Un sexagénaire, Tony, se penche sur son passé: les quelques années qu'il a vécues à la fin du lycée et au début de l'université. Cette période lui a laissé une impression profonde, qui a marqué toute son existence. Dans son récit, le héros expédie tout le reste de sa vie... en deux pages ! Sa mémoire est restée fixée sur un de ses meilleurs amis, Adrian, brillant et énigmatique, qu'il admirait et qui s'est suicidé très jeune. Toutefois, à cette époque, le protagoniste principal de Tony était Veronica, une jeune fille; leur relation amoureuse aboutit très vite à une rupture. Un peu plus tard, Tony reçut d'Adrian une lettre sollicitant sa permission pour sortir avec son ex; il ne se rappelle plus bien sa réponse, en tout cas la communication entre eux fut arrêtée jusqu'au suicide d'Adrian.
Quarante ans ont passé.

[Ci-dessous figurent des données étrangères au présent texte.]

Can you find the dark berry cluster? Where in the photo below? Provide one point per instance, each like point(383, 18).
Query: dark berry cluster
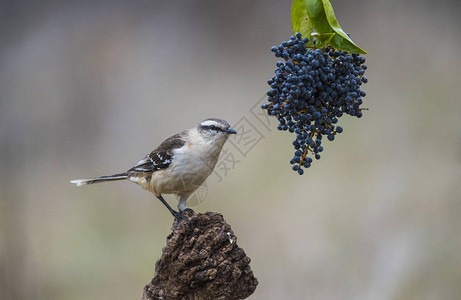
point(311, 89)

Tony reçoit une lettre d'un notaire qui le prévient d'un legs fait en sa faveur par... la mère de Veronica, décédée récemment: il s'agit du journal intime d'Adrian (qui se trouve maintenant entre les mains de Veronica). Tony lui écrit un message pour exiger la remise du journal intime. Ses rencontres avec son ancienne amie ne lui permettent pas de comprendre la vérité. « Tu ne piges pas, hein ? Tu n'as jamais pigé, et tu ne pigeras jamais », lui dit-elle avec mépris. Il faudra attendre les dernières pages du roman pour que Tony et le lecteur lui-même comprennent enfin la vérité. Cette fin est saisissante; un mystère en remplace un autre.
Il faut admettre une chose: tout le roman repose sur un postulat, que le lecteur acceptera ou non: l'énigme et la recherche de sa solution méritent-elles d'être développées dans un livre entier ?
D'un bout à l'autre de sa vie, Tony nous apparait comme un anti-héros. Jeune homme, il est d'abord attiré et écrasé par la personnalité puissante d'Adrian. Sa réaction, lorsqu'il apprend la relation amoureuse entre Adrian et Veronica, est d'une mesquinerie odieuse. Déjà, alors qu'il était encore jeune homme, il se définissait lui-même comme « pacifique » - ce qui est un euphémisme pour « lâche ». Et devenu adulte, il n'a pas su nouer de nouvelles relations après son divorce. Ainsi, "
Une fille, qui danse" est une confrontation entre une honnête médiocrité (qui perdure) et un destin exceptionnel (qui se brise trop tôt).
Mais surtout, le livre est une méditation sur la mémoire des hommes. Cette évidence éclate dès la première page: Tony y évoque des images précises qui lui reviennent et qui semblent un peu incongrues au lecteur, mais qui prendront plus tard tout leur sens. Il se trouve être l'un de ces hommes qui n'ont jamais vraiment tourné la page du passé. Tony recherche vainement des « corroborations » de ses souvenirs. En fin de compte, il sera confronté violemment à une vérité surgissant d'un passé méconnu. La construction du livre en deux parties fait apparaitre nettement les deux composantes du récit: d'abord le passé accompli (mais inachevé dans la mémoire); ensuite le présent juste au moment où il faut payer le prix fort pour solder le passé.
Le monde de
J. Barnes pourrait évoquer, à certains lecteurs, un autre grand écrivain britannique: I. Mac Ewan - mais sans les remords un peu plaintifs des héros (malheureux, eux aussi) mis en scène par ce dernier auteur. Et
Une fille, qui danse insiste sur les responsabilités que les individus doivent assumer stoïquement.
Le style du livre est simple, les phrases y coulent uniment. Son écriture sobre est en accord avec la personnalité de son héros. Son vocabulaire est un peu cru quand c'est indispensable, mais c'est sans complaisance. A certains instants cruciaux, l'auteur a parfois la "coquetterie" de se lancer dans de (courtes) digressions, qui sont censées marquer la pudeur et l'inhibition du héros: elles aiguisent l'intérêt du lecteur, tout en l'agaçant un peu.